The following three sentences, each followed by a discussion and a revision, illustrate the problem with setting up a “neither . . . nor” construction or similar phrasing without careful attention to grammatical integrity.

1. “Data coming from third-party sources can neither be made to comply with the organization’s security guidelines nor can its authenticity be trusted.”

The grammatical confusion in this sentence is akin to that in a sentence in which the wording of a phrase including “not only” and “but also” is incorrectly ordered. (Search “not only . . . but also” on this site for multiple posts about frequently erroneous construction of sentences that include those phrases.)

A “neither . . . nor” construction is not valid when a repeated verb (such as can) follows it; use it (with neither moved after the verb phrase “made to”) only if a single instance of a verb will serve both phrases: “. . . can be made to comply neither with the organization’s security guidelines nor its (something else).” But for this sentence, let cannot take the place of “can neither”: “Data coming from third-party sources cannot be made to comply with the organization’s security guidelines, nor can its authenticity be trusted.”

2. “He does not represent neither goodness nor kindness.”

Here’s another misuse of the “neither . . . nor” construction.

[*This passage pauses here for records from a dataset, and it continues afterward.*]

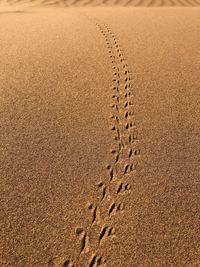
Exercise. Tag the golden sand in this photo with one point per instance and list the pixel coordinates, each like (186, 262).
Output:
(99, 133)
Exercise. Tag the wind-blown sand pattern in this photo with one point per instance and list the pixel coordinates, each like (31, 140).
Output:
(135, 3)
(99, 133)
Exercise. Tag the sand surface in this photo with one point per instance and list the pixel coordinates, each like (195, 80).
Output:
(99, 133)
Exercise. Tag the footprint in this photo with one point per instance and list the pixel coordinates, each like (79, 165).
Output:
(95, 213)
(68, 263)
(96, 261)
(84, 248)
(103, 233)
(104, 190)
(122, 187)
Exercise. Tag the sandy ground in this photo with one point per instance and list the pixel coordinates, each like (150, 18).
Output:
(99, 134)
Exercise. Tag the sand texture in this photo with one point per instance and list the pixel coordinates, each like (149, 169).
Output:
(100, 133)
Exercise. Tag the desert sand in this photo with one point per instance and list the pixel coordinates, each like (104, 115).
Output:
(99, 133)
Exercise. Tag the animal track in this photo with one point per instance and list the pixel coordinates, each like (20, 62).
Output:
(84, 247)
(95, 213)
(124, 156)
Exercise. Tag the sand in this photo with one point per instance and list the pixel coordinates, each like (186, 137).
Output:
(99, 133)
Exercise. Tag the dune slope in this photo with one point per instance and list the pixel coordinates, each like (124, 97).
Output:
(99, 136)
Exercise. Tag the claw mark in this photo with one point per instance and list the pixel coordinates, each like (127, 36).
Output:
(103, 232)
(111, 209)
(119, 188)
(84, 240)
(95, 213)
(111, 231)
(93, 261)
(102, 185)
(68, 263)
(126, 169)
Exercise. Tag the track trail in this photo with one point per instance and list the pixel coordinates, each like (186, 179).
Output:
(125, 154)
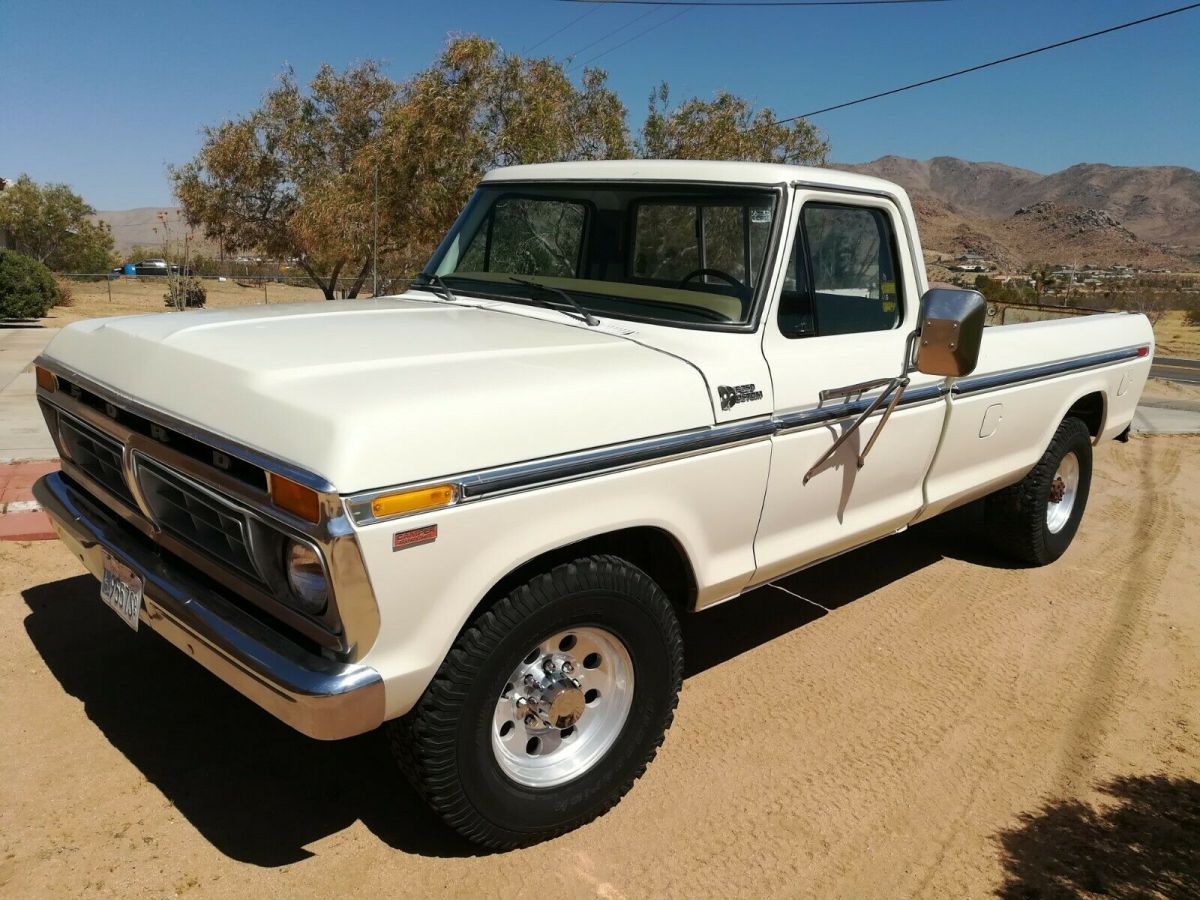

Here, it is redundant to not; use one or the other: “He does not represent (either) goodness or kindness” (either is optional) or “He represents neither goodness nor kindness.”

3. “Smith wasn’t lamenting the view, but the decision by Yosemite National Park to change the names of some of the world’s most beloved destinations.”

As with the first example, this sentence’s problematic grammar resembles that often seen in the erroneous construction of a “not only . . . but also” statement. Here, the verb lamenting should split the contraction wasn’t so that the contrast is clearly stated in “not (this) but (that)” form: “Smith was lamenting not the view but the decision by Yosemite National Park to change the names of some of the world’s most beloved destinations.”